I have a setup of two bash scripts, one starting a node server (start-server.sh) and one that runs the first script and reruns it whenever it gets terminated via SIGTERM (start.sh).
start.sh looks like this:
#!/bin/bash
trap './start-server.sh' TERM
./start-server.sh
Inside of start-server.sh, some environment variables are exported and afterwards a node server is started.
To restart said server, I have the following bash snippet:
kill -TERM "-$(ps -ax -o pgid,command | tr -s " " | grep -E "[[:digit:]]+[[:space:]]+/bin/bash ./start.sh" | xargs | cut -d " " -f 1)"
which sends SIGTERM to the whole process group that got started by start.sh, causing all child processes to terminate and the trap inside of start.sh itself then restarts the start-server.sh script.

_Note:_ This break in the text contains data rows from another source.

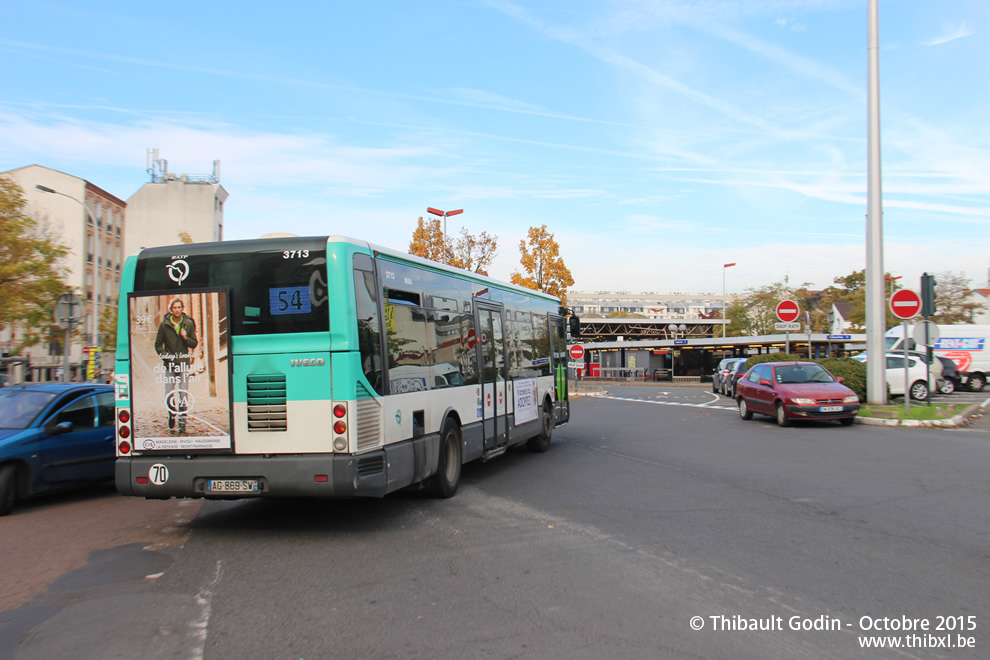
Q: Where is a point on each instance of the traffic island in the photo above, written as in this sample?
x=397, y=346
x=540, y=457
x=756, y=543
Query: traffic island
x=945, y=416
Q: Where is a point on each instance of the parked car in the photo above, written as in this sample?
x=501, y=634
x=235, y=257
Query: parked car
x=952, y=381
x=792, y=391
x=736, y=371
x=54, y=436
x=918, y=385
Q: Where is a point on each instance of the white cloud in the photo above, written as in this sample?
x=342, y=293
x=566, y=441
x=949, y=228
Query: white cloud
x=951, y=33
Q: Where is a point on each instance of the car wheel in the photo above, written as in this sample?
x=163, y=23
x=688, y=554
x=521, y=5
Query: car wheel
x=541, y=442
x=444, y=483
x=8, y=489
x=782, y=415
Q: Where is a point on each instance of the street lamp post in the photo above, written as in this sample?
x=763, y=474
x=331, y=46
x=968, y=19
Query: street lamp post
x=97, y=279
x=444, y=215
x=724, y=266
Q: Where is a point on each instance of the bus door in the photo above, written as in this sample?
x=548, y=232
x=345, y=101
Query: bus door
x=494, y=382
x=558, y=349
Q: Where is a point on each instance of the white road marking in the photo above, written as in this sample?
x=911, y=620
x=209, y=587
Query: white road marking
x=205, y=601
x=706, y=406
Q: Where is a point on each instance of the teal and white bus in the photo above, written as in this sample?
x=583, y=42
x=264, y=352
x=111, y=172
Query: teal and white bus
x=325, y=366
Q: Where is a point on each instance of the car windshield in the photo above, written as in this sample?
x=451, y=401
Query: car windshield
x=18, y=407
x=803, y=373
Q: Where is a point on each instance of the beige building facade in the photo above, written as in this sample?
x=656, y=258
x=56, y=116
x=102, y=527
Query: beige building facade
x=175, y=208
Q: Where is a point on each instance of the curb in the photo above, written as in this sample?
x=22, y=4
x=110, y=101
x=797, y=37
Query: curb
x=952, y=422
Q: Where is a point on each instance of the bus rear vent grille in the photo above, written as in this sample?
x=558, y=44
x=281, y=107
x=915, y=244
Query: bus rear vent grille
x=369, y=423
x=266, y=403
x=371, y=465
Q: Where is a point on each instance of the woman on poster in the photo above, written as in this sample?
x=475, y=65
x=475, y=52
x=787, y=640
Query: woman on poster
x=174, y=342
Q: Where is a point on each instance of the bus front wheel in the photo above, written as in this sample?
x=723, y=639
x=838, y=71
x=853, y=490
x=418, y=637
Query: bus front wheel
x=444, y=483
x=540, y=443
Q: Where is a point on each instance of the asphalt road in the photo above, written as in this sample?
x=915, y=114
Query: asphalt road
x=654, y=506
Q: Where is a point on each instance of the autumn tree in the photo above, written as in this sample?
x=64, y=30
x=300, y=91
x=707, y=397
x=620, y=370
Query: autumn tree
x=470, y=252
x=545, y=270
x=32, y=272
x=429, y=242
x=475, y=253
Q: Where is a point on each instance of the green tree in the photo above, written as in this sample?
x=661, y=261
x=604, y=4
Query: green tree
x=851, y=289
x=545, y=270
x=32, y=269
x=952, y=303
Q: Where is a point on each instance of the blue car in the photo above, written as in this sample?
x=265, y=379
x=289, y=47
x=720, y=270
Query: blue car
x=54, y=436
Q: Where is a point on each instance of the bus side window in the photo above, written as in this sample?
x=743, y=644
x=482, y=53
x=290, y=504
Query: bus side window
x=369, y=327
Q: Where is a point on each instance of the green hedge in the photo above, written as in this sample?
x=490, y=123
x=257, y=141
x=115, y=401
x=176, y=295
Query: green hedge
x=853, y=372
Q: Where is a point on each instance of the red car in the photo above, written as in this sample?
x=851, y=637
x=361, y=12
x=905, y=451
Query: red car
x=792, y=391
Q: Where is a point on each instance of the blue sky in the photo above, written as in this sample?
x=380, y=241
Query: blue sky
x=656, y=139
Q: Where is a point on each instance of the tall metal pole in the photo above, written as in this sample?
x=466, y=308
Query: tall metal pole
x=97, y=280
x=724, y=266
x=876, y=318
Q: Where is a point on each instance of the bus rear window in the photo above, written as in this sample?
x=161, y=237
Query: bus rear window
x=278, y=286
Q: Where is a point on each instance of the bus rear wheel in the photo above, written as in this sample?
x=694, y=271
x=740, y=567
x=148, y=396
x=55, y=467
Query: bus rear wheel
x=8, y=489
x=444, y=483
x=540, y=443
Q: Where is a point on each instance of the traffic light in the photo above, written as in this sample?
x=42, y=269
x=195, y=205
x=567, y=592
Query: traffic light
x=927, y=295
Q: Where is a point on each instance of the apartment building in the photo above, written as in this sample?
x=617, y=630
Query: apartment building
x=91, y=223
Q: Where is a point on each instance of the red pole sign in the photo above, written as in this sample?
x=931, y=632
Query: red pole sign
x=787, y=311
x=905, y=304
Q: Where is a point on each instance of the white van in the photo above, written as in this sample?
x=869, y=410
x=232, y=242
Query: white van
x=966, y=345
x=917, y=370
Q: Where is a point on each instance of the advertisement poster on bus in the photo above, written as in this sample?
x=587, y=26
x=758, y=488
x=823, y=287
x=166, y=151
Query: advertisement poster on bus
x=526, y=408
x=179, y=376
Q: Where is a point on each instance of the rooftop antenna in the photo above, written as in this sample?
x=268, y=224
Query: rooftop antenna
x=156, y=166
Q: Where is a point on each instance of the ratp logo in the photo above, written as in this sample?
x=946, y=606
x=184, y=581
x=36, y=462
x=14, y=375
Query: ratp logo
x=178, y=270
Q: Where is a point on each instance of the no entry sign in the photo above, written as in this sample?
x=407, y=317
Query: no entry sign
x=905, y=304
x=787, y=311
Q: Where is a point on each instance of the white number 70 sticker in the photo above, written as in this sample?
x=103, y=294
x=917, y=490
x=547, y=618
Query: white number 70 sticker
x=158, y=474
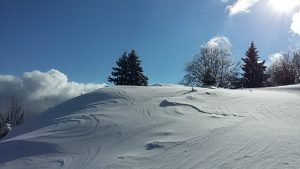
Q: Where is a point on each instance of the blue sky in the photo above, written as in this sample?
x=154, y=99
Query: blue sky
x=83, y=39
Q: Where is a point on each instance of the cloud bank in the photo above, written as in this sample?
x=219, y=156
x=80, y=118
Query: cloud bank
x=219, y=41
x=241, y=6
x=40, y=90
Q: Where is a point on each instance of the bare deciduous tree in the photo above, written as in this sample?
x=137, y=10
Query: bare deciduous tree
x=283, y=71
x=212, y=66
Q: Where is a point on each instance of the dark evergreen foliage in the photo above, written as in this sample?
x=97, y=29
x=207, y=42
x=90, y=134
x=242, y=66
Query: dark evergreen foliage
x=128, y=71
x=254, y=71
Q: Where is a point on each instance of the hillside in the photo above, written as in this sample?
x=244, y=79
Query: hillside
x=162, y=127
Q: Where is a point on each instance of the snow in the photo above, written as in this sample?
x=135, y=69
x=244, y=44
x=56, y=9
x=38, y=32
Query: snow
x=162, y=127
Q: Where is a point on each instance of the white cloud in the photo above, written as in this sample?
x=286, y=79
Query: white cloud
x=219, y=41
x=295, y=26
x=241, y=6
x=273, y=58
x=40, y=90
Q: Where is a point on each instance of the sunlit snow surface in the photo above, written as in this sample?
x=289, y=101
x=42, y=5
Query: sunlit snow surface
x=162, y=127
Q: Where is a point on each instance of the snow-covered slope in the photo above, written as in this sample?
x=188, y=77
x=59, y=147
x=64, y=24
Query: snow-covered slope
x=162, y=127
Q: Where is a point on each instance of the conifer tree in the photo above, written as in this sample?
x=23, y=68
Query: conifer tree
x=129, y=71
x=120, y=73
x=253, y=75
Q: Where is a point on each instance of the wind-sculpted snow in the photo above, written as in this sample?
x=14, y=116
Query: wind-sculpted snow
x=162, y=127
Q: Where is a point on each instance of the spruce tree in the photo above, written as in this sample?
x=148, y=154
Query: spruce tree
x=121, y=72
x=253, y=75
x=129, y=71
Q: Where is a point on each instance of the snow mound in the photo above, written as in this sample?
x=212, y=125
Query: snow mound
x=162, y=126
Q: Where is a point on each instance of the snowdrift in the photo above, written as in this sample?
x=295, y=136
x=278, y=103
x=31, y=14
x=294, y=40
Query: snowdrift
x=162, y=127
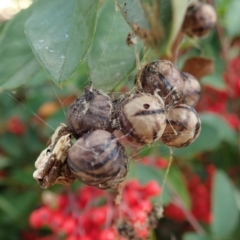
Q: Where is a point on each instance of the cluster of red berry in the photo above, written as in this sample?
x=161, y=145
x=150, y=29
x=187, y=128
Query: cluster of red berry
x=81, y=216
x=200, y=194
x=16, y=127
x=217, y=100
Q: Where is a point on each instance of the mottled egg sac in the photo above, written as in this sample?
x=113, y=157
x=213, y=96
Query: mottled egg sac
x=98, y=160
x=191, y=89
x=163, y=78
x=183, y=126
x=200, y=18
x=142, y=118
x=91, y=111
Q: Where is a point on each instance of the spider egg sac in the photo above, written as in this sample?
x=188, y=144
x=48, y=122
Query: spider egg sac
x=91, y=111
x=163, y=78
x=142, y=118
x=183, y=126
x=200, y=18
x=191, y=89
x=98, y=160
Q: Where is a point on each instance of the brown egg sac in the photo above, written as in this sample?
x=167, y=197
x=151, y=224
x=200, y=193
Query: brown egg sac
x=191, y=89
x=163, y=78
x=200, y=18
x=142, y=118
x=89, y=112
x=98, y=160
x=183, y=126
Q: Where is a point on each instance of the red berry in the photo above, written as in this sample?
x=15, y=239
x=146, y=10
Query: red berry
x=139, y=216
x=63, y=201
x=57, y=222
x=151, y=189
x=145, y=205
x=143, y=232
x=72, y=237
x=107, y=234
x=99, y=215
x=69, y=225
x=15, y=126
x=34, y=220
x=40, y=217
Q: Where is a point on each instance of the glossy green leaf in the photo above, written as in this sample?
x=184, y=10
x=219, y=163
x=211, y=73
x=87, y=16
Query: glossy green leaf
x=178, y=183
x=178, y=13
x=110, y=59
x=214, y=130
x=18, y=63
x=7, y=207
x=4, y=161
x=224, y=206
x=194, y=236
x=145, y=173
x=232, y=18
x=60, y=33
x=133, y=13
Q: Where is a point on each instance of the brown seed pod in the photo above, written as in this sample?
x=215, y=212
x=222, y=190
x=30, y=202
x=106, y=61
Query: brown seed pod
x=163, y=78
x=142, y=118
x=183, y=126
x=89, y=112
x=191, y=89
x=200, y=18
x=98, y=160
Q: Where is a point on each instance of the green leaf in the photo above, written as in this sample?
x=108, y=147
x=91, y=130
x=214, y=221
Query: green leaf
x=8, y=208
x=214, y=130
x=110, y=59
x=177, y=181
x=193, y=236
x=18, y=63
x=178, y=13
x=60, y=33
x=4, y=161
x=133, y=13
x=224, y=206
x=232, y=18
x=145, y=174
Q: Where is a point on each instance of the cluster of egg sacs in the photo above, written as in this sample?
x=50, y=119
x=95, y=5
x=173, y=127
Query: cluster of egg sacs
x=160, y=107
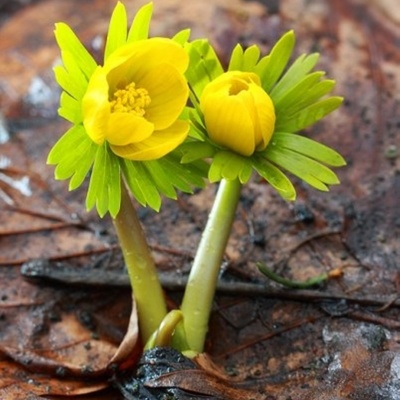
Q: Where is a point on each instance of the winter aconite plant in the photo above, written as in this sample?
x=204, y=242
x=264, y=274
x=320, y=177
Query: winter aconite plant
x=161, y=115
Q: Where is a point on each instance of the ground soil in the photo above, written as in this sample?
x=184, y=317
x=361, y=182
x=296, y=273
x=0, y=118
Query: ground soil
x=338, y=341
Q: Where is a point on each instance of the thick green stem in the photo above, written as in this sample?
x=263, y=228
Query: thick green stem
x=141, y=268
x=200, y=289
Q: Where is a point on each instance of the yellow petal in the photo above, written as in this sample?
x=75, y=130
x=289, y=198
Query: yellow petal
x=168, y=91
x=228, y=122
x=157, y=145
x=125, y=128
x=264, y=116
x=131, y=62
x=95, y=106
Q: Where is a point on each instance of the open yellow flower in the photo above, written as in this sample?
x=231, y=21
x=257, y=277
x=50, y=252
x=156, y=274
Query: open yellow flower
x=238, y=113
x=134, y=101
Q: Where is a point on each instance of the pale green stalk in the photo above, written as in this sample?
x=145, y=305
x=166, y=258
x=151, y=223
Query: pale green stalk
x=141, y=268
x=202, y=282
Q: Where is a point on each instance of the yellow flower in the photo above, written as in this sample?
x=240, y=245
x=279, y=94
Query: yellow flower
x=238, y=113
x=134, y=101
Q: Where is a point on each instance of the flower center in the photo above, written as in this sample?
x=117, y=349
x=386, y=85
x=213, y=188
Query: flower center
x=131, y=100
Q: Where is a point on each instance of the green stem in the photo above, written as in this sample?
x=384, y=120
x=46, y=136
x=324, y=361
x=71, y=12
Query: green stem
x=202, y=282
x=141, y=268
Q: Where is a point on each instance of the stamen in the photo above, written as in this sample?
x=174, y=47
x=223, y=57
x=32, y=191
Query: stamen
x=131, y=100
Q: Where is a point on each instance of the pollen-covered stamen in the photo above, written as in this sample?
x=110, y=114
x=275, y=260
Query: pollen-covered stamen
x=131, y=100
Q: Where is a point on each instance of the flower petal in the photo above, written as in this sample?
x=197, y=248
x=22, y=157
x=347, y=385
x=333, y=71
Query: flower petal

On my personal machine running Pop!_OS 22.04 LTS x86_64 and zsh 5.8.1 (x86_64-ubuntu-linux-gnu) this works flawlessly.
However on my colleagues machine, running macOS and zsh 5.9, repeatedly running above kill command stops working after exactly three times. How can that be? After three restarts, start.sh itself just stops upon issuing a fourth kill. Even waiting a moderate amount of times between the kill executions does not change this.
edit:
We now discovered that the following works on both machines:
#!/bin/bash
START_SCRIPT_PATH="./start-server.sh"
handle_sigterm() {
echo "Received SIGTERM, will restart"
}
handle_sigint() {
echo "Received SIGINT, will exit"
exit 1
}
trap 'handle_sigterm' SIGTERM
trap 'handle_sigint' SIGINT
while true
do
bash "$START_SCRIPT_PATH"
sleep 1
done
I would still be interested in understanding why the first solution does not work on both machines, i.e., what exactly the difference is between these two. Is it a timing issue where the first solution can terminate when start-server.sh gets terminated, before the new run is started? Seem strange, as it repeatedly only stopped working after the third restart...
However, we tried executing with bash start-server.sh instead of ./start-server.sh and also the other "signal styles". The difference seems very likely to be related to the loop.